Denizli Haber - “Türkiye’de özgür basın neredeyse yok denecek kadar azaldı” diyen Karaca, bu nedenle 24 Temmuz’u bir bayramdan çok “dayanışma günü” olarak gördüğünü belirtti. Otoriter rejimin medyaya uyguladığı baskıların arttığına dikkat çeken Karaca, “Basın da yasama, yürütme ve yargının yanında dördüncü erk olarak halk adına denetim görevini yapmalıdır. Ancak bu görev baskı altına alınmaya çalışılıyor” ifadelerini kullandı.
Yasaların kötü niyetli uygulayıcıların elinde basın üzerinde tehdit aracına dönüştüğünü söyleyen Karaca, “Bugün gazeteci olmak, cezaevinde olmayı göze almayı gerektiriyor. Halkın haber alma hakkı için mücadele eden basın emekçilerini kutluyorum” dedi.
“Yeniden sahalara döndüm”
TBMM Başkanvekilliği görevi nedeniyle bir süredir siyasi faaliyetlerde bulunamadığını belirten Karaca, “Artık yeniden sahalara döndüm. Hem Denizli’nin hem de Türkiye’nin sorunları için daha sık birlikte olacağız” dedi.

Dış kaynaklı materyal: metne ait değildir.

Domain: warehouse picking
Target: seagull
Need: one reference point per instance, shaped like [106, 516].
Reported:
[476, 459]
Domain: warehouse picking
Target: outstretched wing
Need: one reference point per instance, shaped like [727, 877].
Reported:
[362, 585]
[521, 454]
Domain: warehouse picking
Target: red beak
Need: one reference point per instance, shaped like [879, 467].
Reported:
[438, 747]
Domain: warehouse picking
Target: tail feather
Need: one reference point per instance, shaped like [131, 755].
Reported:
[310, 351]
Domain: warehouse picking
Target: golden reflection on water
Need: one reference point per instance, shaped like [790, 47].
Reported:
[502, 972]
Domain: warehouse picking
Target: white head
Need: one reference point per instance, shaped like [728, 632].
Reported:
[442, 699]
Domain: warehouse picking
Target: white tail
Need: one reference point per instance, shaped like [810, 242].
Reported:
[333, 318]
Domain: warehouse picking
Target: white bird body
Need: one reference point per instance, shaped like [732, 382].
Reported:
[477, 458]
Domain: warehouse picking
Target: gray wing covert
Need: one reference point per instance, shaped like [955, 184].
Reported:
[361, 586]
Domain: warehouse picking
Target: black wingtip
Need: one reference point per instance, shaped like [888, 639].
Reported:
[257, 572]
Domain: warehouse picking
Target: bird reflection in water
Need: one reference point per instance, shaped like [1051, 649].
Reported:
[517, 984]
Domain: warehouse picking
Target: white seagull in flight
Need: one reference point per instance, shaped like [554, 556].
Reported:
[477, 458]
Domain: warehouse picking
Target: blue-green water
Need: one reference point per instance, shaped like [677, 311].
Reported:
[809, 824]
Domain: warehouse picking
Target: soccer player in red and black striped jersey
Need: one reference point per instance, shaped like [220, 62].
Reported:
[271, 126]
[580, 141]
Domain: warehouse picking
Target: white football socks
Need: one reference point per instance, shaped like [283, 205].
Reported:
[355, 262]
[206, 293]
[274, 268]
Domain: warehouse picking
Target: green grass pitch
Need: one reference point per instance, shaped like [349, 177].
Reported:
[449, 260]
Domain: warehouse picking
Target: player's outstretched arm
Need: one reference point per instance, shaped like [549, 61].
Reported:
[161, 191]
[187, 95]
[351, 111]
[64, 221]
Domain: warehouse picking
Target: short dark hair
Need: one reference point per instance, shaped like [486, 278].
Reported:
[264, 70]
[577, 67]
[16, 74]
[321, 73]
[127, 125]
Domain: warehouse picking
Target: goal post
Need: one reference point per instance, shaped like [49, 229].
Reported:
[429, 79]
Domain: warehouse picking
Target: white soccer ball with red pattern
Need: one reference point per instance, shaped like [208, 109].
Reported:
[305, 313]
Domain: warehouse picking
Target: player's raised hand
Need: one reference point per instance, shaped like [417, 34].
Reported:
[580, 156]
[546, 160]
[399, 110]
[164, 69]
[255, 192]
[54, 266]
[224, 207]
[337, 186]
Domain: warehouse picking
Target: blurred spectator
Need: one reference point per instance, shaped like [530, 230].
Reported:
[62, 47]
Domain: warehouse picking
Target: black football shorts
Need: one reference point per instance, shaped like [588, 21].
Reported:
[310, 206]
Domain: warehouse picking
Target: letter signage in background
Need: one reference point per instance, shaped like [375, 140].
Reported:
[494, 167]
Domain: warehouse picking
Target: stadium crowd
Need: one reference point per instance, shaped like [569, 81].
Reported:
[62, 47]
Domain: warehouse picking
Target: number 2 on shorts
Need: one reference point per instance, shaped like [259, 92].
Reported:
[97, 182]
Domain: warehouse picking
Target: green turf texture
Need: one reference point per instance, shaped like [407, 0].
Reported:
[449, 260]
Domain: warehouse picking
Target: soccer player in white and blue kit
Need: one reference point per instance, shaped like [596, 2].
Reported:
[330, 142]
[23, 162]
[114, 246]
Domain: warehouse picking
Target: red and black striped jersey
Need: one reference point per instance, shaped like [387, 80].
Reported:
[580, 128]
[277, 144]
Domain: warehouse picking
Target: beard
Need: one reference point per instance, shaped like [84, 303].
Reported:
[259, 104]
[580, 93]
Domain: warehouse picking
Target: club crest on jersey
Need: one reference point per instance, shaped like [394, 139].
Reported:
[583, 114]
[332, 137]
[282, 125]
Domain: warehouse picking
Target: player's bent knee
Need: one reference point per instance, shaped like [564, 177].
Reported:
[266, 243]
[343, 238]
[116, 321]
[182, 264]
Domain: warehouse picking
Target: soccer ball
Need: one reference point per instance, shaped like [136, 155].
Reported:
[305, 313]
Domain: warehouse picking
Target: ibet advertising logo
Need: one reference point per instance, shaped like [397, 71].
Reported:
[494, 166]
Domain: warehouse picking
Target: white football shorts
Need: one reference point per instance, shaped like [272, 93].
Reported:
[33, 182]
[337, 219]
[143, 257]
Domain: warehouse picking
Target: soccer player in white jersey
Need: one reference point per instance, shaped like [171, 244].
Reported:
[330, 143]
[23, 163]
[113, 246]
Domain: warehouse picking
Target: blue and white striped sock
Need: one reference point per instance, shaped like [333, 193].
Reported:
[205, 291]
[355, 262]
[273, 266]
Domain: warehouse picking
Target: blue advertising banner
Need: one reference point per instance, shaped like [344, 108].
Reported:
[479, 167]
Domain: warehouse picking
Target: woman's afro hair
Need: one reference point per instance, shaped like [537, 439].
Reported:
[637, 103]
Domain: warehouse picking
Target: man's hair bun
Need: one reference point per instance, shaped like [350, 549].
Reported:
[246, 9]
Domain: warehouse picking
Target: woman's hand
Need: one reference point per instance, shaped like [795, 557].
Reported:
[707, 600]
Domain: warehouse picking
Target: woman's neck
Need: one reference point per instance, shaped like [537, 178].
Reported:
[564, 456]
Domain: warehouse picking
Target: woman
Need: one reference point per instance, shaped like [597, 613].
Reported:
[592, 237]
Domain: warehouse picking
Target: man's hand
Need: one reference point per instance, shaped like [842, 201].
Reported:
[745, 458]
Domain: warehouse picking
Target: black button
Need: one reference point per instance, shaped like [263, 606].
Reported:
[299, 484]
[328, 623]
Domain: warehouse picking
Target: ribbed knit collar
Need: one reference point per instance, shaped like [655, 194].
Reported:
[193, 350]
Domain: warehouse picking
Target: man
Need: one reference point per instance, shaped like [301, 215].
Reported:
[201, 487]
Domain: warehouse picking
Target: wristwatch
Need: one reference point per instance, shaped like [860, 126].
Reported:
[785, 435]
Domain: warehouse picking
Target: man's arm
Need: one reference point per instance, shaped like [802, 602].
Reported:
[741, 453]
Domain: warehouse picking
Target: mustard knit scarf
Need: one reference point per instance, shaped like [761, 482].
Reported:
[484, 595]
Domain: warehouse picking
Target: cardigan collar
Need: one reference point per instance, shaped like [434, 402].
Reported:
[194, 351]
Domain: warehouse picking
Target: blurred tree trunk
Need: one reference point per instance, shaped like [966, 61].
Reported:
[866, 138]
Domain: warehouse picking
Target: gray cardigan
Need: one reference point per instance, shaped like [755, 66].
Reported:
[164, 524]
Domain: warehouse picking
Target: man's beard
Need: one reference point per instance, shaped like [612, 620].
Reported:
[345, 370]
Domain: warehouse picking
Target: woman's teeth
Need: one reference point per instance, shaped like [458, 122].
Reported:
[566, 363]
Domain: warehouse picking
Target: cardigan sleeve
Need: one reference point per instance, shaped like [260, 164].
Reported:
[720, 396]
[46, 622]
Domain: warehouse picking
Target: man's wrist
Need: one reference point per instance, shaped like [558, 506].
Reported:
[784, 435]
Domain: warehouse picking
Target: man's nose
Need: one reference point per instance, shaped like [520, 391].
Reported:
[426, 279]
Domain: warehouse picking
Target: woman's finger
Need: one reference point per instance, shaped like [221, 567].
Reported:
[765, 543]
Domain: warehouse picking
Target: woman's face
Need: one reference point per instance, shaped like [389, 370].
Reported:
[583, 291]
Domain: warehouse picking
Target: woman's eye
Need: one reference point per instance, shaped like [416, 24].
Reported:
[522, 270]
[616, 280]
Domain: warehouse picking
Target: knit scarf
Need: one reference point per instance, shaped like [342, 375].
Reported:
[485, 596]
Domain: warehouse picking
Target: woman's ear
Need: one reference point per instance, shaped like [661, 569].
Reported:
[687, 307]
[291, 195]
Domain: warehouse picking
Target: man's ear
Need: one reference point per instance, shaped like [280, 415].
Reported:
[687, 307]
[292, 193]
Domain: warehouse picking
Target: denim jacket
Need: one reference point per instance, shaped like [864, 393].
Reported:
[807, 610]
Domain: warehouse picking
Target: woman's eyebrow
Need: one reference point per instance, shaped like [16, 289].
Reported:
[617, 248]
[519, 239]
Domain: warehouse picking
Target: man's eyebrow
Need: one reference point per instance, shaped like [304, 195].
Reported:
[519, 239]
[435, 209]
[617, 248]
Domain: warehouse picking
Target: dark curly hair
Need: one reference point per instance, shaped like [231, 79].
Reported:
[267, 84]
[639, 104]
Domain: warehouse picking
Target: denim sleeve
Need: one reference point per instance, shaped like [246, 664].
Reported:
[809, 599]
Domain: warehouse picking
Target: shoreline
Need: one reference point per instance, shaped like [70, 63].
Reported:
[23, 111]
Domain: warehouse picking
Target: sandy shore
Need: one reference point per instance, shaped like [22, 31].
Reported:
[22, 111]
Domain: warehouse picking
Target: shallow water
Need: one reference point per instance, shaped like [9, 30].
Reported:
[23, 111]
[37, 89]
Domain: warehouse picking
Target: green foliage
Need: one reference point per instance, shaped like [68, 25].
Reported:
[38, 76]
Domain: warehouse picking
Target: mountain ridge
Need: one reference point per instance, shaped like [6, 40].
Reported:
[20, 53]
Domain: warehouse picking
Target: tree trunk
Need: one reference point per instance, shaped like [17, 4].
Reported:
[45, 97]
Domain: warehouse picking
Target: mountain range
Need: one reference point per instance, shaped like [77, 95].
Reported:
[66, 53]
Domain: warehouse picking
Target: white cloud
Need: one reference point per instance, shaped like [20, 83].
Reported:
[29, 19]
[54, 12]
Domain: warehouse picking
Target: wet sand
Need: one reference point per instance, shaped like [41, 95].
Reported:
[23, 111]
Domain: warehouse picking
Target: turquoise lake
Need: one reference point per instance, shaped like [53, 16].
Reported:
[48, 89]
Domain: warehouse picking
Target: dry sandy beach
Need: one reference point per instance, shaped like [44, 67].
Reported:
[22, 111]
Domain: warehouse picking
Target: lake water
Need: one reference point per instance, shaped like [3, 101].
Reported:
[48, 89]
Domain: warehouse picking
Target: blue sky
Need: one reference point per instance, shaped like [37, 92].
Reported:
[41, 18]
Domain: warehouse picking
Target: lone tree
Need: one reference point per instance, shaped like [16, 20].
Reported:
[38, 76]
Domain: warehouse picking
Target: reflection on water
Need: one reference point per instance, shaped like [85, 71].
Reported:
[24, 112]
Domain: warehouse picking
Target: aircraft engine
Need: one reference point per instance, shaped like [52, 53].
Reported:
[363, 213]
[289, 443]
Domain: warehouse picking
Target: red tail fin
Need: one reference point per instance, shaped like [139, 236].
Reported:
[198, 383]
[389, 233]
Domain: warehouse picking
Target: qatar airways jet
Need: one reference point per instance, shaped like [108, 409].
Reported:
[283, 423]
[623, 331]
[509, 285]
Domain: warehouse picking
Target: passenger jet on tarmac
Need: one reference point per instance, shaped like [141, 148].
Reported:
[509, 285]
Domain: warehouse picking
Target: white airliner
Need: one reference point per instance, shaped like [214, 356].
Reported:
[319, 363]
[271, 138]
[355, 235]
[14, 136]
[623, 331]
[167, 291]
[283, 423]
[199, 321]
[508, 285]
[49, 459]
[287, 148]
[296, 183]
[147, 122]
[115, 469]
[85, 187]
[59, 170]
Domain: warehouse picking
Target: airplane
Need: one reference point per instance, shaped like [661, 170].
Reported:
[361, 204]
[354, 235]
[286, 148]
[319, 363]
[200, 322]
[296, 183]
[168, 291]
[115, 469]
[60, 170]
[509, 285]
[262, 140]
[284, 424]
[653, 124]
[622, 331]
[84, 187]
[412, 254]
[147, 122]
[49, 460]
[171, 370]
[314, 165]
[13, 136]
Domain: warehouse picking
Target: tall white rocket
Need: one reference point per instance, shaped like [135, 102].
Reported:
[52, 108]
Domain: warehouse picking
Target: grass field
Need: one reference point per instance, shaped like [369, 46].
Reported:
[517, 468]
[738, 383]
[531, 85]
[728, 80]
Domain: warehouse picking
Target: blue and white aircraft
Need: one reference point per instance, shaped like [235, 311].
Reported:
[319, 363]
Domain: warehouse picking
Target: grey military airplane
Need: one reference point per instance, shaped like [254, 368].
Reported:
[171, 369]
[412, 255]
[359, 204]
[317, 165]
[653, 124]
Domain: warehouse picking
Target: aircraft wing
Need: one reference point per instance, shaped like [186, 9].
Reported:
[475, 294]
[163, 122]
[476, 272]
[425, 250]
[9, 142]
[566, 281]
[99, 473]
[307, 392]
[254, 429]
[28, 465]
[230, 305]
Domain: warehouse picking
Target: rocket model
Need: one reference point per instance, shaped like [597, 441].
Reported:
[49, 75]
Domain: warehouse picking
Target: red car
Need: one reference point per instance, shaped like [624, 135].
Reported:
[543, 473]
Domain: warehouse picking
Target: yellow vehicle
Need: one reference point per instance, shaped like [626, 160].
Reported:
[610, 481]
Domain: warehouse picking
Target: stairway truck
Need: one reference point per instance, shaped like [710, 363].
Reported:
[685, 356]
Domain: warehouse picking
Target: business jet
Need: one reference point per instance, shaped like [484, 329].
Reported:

“Sansür sadece fiziksel değil, uygulamada da var”
Cemiyet Başkanı Osman Nuri Boyacı da 24 Temmuz’un tarihsel sürecine değinerek, günümüzde de sansürün farklı boyutlarda devam ettiğini söyledi. “Yargının basın yasalarını dar yorumlaması, RTÜK’ün ekran karartmaları ve siyasi baskılar basın özgürlüğünü tehdit ediyor” diyen Boyacı, tüm zorluklara rağmen gazetecilerin halkı bilgilendirme mücadelesine devam edeceğini vurguladı.
Her iki isim de cezaevindeki gazetecileri ve baskı altındaki medya organlarını dayanışma duygularıyla selamladı.